Right under the mistletoe.
“What?” asked Isaac, puzzled. Then Sophia and Lucy started giggling, and Isaac got it. “Awww man,” he exclaimed. “Not again!” But it was too late. Marcus had swept him up in his arms.
“Sorry kid, it’s the law,” he said, and deposited a loud series of noisy kisses on both of Isaac’s cheeks.
“My turn, my turn!” yelled Lucy. “I want kisses!” She ran to the doorway to stand under the mistletoe, and then she did something that astonished everyone in the room.
Instead of calling to Uncle Marcus, or to her sister and brother, she turned to the person standing by herself in the hallway, watching everyone else, and she held out her arms.
“Aunt Annie, Aunt Annie, I’m under the mistletoe!” she sang. “Come get me!”
Marcus looked at Annie with pure joy shining in his eyes, and Annie felt the surprise sting of tears. This was the first time any of the children had openly sought affection and comfort from her before, and both of them knew it. Both of them knew what that meant.
And yet there she was, tiny and pink-cheeked and wearing her candy cane pajamas, standing with her arms wide open, ready and waiting.
Ready for Annie to love her. Ready to love her back.

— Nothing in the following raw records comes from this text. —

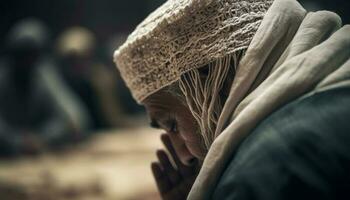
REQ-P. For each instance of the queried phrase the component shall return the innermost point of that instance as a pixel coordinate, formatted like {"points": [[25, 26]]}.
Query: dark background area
{"points": [[107, 17]]}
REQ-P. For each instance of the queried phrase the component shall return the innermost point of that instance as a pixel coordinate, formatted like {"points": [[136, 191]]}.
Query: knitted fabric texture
{"points": [[182, 35]]}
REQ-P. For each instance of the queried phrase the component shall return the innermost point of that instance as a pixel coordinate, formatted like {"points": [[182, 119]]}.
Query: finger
{"points": [[169, 146], [184, 170], [163, 183], [168, 168]]}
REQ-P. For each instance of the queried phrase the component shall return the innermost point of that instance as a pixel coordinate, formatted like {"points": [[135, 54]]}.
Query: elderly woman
{"points": [[254, 93]]}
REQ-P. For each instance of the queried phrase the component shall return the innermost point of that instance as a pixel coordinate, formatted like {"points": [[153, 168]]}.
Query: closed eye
{"points": [[154, 124]]}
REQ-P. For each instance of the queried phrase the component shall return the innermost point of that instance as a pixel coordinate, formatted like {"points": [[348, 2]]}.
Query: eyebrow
{"points": [[154, 123]]}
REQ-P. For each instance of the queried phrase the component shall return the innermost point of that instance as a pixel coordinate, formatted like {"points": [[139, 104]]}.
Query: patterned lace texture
{"points": [[182, 35]]}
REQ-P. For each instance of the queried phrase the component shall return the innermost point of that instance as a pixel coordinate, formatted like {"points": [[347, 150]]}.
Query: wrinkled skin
{"points": [[182, 141]]}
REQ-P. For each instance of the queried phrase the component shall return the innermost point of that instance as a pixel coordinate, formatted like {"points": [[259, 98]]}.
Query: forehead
{"points": [[160, 102]]}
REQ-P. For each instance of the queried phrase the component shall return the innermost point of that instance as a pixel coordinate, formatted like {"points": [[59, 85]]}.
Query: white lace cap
{"points": [[182, 35]]}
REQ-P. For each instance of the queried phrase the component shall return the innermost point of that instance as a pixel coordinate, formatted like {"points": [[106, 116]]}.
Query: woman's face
{"points": [[167, 112]]}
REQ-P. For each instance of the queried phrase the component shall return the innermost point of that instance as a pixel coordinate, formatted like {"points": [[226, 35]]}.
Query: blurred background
{"points": [[69, 128]]}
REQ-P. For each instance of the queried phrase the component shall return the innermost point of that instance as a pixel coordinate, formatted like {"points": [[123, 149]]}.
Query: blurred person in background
{"points": [[254, 93], [37, 110], [93, 81]]}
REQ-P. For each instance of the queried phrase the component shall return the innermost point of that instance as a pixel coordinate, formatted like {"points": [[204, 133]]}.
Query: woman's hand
{"points": [[173, 181]]}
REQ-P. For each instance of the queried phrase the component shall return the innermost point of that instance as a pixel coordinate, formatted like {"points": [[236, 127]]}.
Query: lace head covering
{"points": [[182, 35]]}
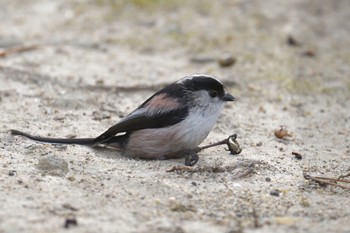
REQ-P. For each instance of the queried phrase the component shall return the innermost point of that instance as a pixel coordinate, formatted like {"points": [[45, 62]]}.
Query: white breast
{"points": [[188, 134]]}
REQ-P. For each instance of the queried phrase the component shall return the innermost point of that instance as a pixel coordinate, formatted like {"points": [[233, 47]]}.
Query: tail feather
{"points": [[78, 141]]}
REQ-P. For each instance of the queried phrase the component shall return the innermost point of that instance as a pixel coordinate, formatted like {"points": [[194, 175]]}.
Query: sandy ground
{"points": [[88, 63]]}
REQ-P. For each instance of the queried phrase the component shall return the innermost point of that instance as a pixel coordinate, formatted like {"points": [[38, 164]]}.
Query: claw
{"points": [[191, 158]]}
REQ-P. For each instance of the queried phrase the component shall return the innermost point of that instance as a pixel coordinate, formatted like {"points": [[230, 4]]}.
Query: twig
{"points": [[18, 49], [328, 181], [343, 176]]}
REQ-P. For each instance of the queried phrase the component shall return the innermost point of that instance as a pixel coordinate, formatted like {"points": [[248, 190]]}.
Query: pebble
{"points": [[275, 193], [53, 165]]}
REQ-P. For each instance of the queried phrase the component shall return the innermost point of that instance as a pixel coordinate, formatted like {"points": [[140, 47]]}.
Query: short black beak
{"points": [[228, 97]]}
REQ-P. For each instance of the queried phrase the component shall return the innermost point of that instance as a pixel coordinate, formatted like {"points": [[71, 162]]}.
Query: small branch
{"points": [[18, 49], [328, 181]]}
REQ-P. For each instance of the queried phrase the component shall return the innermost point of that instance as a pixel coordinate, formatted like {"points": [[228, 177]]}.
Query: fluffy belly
{"points": [[170, 141]]}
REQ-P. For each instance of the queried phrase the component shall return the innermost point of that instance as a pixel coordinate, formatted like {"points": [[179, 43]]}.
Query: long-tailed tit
{"points": [[169, 124]]}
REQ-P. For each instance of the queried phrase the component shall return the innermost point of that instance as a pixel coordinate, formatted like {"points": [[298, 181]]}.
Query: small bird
{"points": [[169, 124]]}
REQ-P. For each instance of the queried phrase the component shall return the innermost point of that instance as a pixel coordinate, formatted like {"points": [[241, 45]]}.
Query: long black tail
{"points": [[78, 141]]}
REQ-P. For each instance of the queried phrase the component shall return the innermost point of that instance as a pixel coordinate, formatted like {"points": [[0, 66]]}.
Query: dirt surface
{"points": [[74, 68]]}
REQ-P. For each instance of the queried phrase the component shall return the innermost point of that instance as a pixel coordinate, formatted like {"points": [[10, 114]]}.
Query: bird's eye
{"points": [[213, 93]]}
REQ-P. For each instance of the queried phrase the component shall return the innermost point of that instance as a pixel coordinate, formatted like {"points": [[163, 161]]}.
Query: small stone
{"points": [[12, 173], [275, 193], [70, 222], [53, 165]]}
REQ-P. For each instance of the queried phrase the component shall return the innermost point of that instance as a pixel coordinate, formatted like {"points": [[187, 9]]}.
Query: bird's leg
{"points": [[191, 157], [231, 142]]}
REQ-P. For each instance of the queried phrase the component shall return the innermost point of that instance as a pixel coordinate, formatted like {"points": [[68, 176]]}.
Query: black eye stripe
{"points": [[213, 93]]}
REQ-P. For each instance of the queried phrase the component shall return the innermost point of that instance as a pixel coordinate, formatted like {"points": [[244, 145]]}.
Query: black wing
{"points": [[140, 120]]}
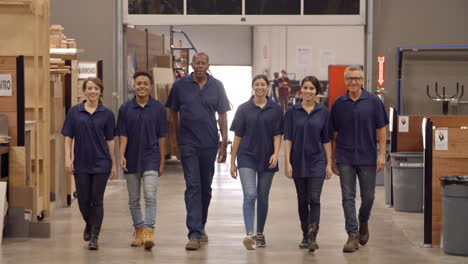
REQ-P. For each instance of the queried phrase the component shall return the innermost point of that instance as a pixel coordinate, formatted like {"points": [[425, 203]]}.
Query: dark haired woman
{"points": [[308, 156], [258, 128], [91, 125]]}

So Annie picked Lucy up in her arms and held her tight as Danny Walter’s blue eyes sparkled back at her out of a tiny, happy little face that she kissed over and over and over.

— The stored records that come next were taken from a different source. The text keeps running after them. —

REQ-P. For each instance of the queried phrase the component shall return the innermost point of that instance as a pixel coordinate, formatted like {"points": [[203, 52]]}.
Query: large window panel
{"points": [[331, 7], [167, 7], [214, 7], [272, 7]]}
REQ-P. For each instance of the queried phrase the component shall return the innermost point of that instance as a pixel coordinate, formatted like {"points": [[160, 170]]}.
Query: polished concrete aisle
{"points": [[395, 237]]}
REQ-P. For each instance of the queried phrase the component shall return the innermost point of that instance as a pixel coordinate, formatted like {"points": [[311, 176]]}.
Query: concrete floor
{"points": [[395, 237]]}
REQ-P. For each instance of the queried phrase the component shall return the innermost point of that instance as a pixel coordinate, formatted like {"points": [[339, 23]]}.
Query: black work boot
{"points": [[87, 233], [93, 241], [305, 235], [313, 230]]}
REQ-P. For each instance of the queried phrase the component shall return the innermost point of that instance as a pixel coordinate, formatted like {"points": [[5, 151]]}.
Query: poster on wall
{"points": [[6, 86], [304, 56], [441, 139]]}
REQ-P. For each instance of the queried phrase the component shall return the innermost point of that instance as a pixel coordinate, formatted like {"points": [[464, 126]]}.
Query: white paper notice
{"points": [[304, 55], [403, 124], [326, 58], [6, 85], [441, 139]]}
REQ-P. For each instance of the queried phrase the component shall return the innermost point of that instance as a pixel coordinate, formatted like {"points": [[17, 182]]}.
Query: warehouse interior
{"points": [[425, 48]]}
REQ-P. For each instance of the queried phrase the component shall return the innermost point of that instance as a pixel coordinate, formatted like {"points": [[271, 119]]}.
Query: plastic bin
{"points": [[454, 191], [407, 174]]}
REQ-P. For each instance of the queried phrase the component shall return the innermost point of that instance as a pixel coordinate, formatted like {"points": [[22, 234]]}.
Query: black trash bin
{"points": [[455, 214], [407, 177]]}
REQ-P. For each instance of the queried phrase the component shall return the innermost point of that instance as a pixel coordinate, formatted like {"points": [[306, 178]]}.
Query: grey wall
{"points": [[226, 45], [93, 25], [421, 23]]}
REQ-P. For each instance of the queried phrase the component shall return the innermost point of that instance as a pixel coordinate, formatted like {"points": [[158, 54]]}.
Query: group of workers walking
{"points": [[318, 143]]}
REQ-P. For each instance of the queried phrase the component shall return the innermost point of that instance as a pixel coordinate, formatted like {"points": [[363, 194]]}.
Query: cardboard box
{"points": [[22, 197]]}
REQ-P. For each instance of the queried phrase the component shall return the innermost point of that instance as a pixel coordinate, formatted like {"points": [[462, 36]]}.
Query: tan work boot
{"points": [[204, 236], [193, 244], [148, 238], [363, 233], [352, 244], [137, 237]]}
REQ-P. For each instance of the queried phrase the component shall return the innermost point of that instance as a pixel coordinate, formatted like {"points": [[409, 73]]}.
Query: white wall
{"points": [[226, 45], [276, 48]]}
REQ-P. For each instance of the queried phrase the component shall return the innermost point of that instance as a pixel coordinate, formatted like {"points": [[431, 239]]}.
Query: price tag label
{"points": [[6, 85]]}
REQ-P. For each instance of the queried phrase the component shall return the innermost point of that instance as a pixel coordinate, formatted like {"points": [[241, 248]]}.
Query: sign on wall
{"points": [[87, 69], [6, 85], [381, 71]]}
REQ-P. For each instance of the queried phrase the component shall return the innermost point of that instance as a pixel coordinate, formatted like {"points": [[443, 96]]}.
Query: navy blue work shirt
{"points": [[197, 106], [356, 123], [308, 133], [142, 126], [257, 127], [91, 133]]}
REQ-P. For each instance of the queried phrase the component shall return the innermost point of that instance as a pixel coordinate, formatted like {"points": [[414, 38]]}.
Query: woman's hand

Marcus set Isaac back on his feet and he scampered off to the kitchen with Sophia to get the Santa cookies. “We need carrots for the reindeer,” said Lucy a little drowsily, and Annie – who did not want to let go of the warm, soft weight of the child on her shoulder – carried her into the kitchen to open the refrigerator and pour a Christmas mug full of milk for Santa and hand Sophia a fistful of baby carrots. Then she watched from the doorway as Isaac and Sophia set out the treats for Santa, giddy and bouncing and ecstatic, and she thought about what a miracle it was that the universe had granted them all a reprieve, just for a little while, from the agony of their grieving so that it could be Christmas Eve.